Every day, people send 150 billion new email messages. The number of mobile devices already exceeds the world's population and is growing. With every keystroke and click, we are creating new data at a blistering pace.
This brave new world is a potential treasure trove for data scientists and analysts who can comb through massive amounts of data for new insights, research breakthroughs, undetected fraud or other yet-to-be-discovered purposes. But it also presents a problem for traditional relational databases and analytics tools, which were not built to handle the data being created. Another challenge is the mixed sources and formats, which include XML, log files, objects, text, binary and more.

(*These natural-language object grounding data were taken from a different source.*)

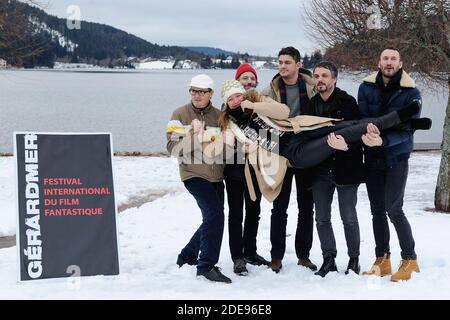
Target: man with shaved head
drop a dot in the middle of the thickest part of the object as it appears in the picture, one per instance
(386, 156)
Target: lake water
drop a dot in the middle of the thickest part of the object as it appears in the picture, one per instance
(133, 105)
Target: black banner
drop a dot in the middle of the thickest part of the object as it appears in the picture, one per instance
(66, 204)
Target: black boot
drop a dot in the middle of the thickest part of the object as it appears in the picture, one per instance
(353, 264)
(420, 123)
(276, 265)
(328, 265)
(240, 268)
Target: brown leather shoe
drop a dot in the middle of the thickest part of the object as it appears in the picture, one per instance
(275, 265)
(381, 267)
(407, 267)
(305, 262)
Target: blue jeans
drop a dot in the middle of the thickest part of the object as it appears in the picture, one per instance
(386, 189)
(207, 240)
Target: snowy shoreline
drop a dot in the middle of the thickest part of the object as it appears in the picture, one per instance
(151, 235)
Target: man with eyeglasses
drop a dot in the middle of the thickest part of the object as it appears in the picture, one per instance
(203, 179)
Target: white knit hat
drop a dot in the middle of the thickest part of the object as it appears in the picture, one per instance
(231, 87)
(202, 81)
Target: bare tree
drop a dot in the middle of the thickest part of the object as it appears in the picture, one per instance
(17, 32)
(355, 32)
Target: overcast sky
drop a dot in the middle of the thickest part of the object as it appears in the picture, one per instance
(258, 27)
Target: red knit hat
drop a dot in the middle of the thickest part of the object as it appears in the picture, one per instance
(245, 67)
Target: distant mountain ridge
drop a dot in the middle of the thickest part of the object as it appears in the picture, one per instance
(210, 51)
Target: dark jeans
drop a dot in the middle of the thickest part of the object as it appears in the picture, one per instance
(386, 189)
(242, 244)
(305, 222)
(208, 238)
(323, 191)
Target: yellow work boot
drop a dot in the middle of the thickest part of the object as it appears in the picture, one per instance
(381, 267)
(407, 267)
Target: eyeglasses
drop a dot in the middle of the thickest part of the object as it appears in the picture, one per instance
(201, 93)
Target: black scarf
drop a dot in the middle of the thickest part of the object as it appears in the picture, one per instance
(388, 91)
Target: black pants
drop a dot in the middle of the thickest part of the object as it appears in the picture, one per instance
(242, 242)
(305, 222)
(386, 189)
(323, 191)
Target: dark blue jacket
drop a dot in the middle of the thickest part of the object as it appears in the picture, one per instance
(397, 143)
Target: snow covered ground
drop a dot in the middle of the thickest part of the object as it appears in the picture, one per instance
(152, 234)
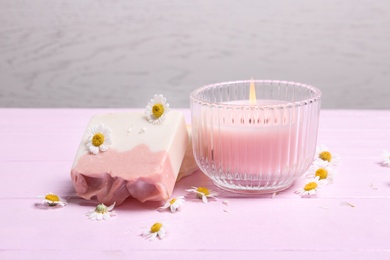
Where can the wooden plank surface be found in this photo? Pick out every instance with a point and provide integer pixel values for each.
(88, 53)
(38, 147)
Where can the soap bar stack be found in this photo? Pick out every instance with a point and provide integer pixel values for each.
(123, 155)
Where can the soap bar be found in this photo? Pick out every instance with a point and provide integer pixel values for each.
(140, 160)
(189, 165)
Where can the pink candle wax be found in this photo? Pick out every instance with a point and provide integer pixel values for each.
(254, 143)
(261, 147)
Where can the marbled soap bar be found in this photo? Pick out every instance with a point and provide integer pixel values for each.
(142, 161)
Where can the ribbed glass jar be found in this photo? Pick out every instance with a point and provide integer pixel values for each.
(259, 146)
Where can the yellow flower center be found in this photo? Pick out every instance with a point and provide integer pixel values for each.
(156, 227)
(158, 110)
(98, 139)
(202, 190)
(101, 208)
(326, 156)
(322, 173)
(52, 197)
(310, 186)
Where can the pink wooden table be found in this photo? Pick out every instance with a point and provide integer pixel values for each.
(37, 151)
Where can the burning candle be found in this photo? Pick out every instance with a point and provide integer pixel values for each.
(245, 144)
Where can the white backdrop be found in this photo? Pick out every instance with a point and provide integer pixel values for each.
(85, 53)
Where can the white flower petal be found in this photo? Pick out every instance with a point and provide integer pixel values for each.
(93, 149)
(106, 216)
(111, 207)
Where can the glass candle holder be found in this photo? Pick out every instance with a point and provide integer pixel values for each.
(255, 145)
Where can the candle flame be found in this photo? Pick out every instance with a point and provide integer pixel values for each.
(252, 93)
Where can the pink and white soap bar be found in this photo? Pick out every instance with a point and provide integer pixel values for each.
(142, 161)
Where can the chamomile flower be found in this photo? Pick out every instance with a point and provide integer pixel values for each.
(157, 109)
(173, 204)
(101, 212)
(322, 170)
(99, 139)
(386, 158)
(156, 230)
(323, 154)
(203, 193)
(52, 199)
(311, 187)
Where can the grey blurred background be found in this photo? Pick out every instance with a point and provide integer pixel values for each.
(118, 53)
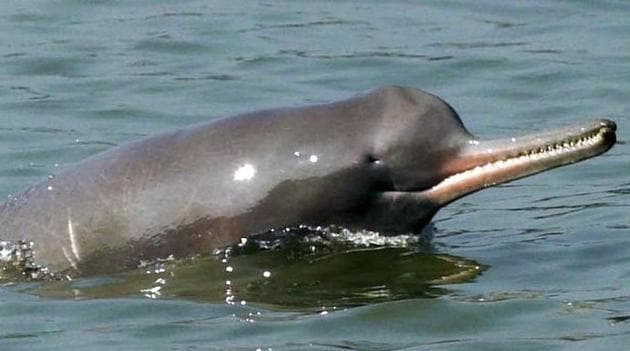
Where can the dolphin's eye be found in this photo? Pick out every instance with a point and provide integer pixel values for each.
(372, 159)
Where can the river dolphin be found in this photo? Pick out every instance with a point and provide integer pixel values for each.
(385, 161)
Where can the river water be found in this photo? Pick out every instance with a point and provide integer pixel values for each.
(78, 77)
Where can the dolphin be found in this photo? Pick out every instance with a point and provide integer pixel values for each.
(385, 161)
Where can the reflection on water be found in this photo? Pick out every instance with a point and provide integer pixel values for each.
(298, 271)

"We have a lot of data in structured databases, traditional relational databases now, but we have data coming in from so many sources that trying to categorize that, classify it and get it entered into a traditional database is beyond the scope of our capabilities," said Jack Collins, director of the Advanced Biomedical Computing Center at the Frederick National Laboratory for Cancer Research. "Computer technology is growing rapidly, but the number of [full-time equivalent positions] that we have to work with this is not growing. We have to find a different way."

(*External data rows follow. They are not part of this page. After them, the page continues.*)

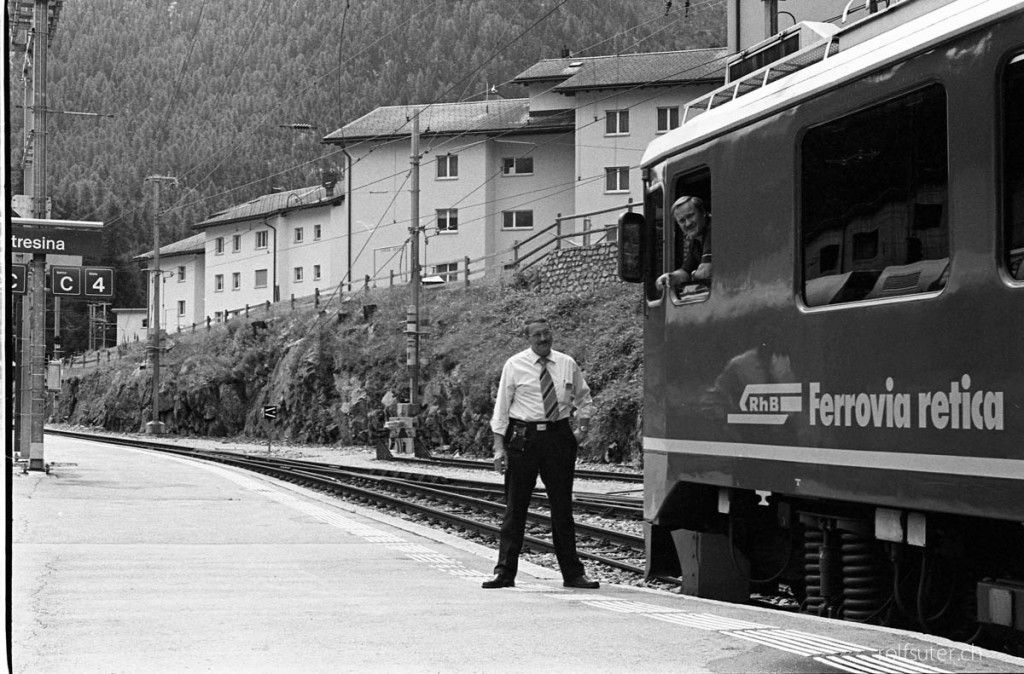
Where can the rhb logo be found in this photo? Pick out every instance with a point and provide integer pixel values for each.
(768, 404)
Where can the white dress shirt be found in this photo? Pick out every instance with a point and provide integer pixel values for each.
(519, 390)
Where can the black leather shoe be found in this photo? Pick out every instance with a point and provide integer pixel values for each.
(498, 581)
(583, 583)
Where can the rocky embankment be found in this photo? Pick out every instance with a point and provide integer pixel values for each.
(336, 372)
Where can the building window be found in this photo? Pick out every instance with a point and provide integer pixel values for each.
(668, 119)
(517, 219)
(449, 271)
(448, 219)
(875, 202)
(517, 166)
(616, 178)
(616, 122)
(448, 167)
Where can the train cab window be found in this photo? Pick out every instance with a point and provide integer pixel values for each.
(873, 202)
(1013, 169)
(689, 241)
(654, 211)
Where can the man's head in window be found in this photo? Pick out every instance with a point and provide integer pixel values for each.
(690, 216)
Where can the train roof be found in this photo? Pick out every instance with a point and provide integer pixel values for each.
(758, 94)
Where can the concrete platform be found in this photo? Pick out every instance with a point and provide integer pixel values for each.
(126, 560)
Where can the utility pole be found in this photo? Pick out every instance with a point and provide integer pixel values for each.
(36, 393)
(414, 229)
(156, 426)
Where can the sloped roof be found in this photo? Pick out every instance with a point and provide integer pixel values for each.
(658, 69)
(502, 115)
(279, 202)
(190, 246)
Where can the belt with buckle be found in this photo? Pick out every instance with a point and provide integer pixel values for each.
(540, 426)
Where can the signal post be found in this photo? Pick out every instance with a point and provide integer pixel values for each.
(39, 237)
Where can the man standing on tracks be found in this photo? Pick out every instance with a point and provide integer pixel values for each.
(539, 389)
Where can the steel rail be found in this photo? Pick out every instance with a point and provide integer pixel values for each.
(267, 467)
(607, 505)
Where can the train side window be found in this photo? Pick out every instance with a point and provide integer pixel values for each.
(873, 202)
(1013, 166)
(688, 252)
(654, 210)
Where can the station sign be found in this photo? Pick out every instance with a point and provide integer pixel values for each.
(68, 281)
(36, 236)
(18, 279)
(98, 282)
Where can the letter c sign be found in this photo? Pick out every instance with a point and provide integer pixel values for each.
(67, 280)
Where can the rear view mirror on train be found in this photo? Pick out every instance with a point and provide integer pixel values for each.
(632, 228)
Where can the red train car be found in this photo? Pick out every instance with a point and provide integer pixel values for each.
(841, 405)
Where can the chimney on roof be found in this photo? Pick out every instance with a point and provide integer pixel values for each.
(330, 179)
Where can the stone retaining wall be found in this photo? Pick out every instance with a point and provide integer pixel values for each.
(571, 270)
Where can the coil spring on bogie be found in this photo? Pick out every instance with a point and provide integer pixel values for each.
(814, 603)
(863, 579)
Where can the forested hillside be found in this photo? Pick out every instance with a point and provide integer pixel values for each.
(201, 90)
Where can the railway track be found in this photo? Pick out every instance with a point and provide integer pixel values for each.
(468, 505)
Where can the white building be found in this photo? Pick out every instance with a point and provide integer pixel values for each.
(492, 174)
(182, 289)
(495, 175)
(620, 103)
(272, 248)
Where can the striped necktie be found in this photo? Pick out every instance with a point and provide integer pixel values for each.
(548, 390)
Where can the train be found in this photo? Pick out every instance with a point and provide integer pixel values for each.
(838, 411)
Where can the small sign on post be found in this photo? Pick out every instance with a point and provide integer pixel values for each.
(269, 413)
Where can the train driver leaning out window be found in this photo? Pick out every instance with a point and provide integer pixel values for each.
(693, 221)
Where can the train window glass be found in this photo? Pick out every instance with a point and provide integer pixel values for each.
(873, 202)
(689, 252)
(654, 213)
(1013, 169)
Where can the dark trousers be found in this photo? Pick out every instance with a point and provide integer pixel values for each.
(550, 454)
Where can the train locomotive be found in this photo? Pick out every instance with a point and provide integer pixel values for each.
(840, 408)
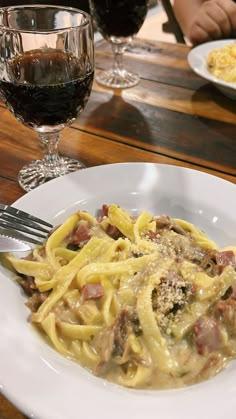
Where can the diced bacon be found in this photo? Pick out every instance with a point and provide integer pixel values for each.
(82, 234)
(92, 291)
(225, 258)
(227, 311)
(207, 335)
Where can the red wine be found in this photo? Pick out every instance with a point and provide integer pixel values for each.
(120, 18)
(46, 87)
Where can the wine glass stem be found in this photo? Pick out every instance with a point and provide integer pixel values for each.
(50, 145)
(118, 51)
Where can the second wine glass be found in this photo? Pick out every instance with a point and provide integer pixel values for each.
(118, 21)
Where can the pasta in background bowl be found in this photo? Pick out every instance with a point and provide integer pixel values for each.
(65, 388)
(199, 58)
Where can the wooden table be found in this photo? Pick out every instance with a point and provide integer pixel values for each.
(172, 116)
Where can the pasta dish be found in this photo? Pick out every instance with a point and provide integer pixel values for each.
(145, 301)
(222, 63)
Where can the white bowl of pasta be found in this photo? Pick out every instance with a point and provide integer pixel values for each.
(106, 342)
(215, 61)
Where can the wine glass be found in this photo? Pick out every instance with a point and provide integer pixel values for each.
(46, 75)
(118, 21)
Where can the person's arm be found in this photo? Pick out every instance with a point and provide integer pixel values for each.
(205, 20)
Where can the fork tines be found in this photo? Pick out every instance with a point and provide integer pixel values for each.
(23, 225)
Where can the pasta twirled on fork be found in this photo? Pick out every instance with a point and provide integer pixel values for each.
(146, 302)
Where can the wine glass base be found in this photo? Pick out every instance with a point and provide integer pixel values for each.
(38, 172)
(117, 80)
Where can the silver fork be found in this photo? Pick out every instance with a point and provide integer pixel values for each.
(19, 224)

Enter Apache Hadoop, an open-source, distributed programming framework that relies on parallel processing to store and analyze tremendous amounts of structured and unstructured data. Although Hadoop is far from the only big-data tool, it is one that has generated remarkable buzz and excitement in recent years. And it offers a possible solution for IT leaders who are realizing that they will soon be buried in more data than they can efficiently manage and use.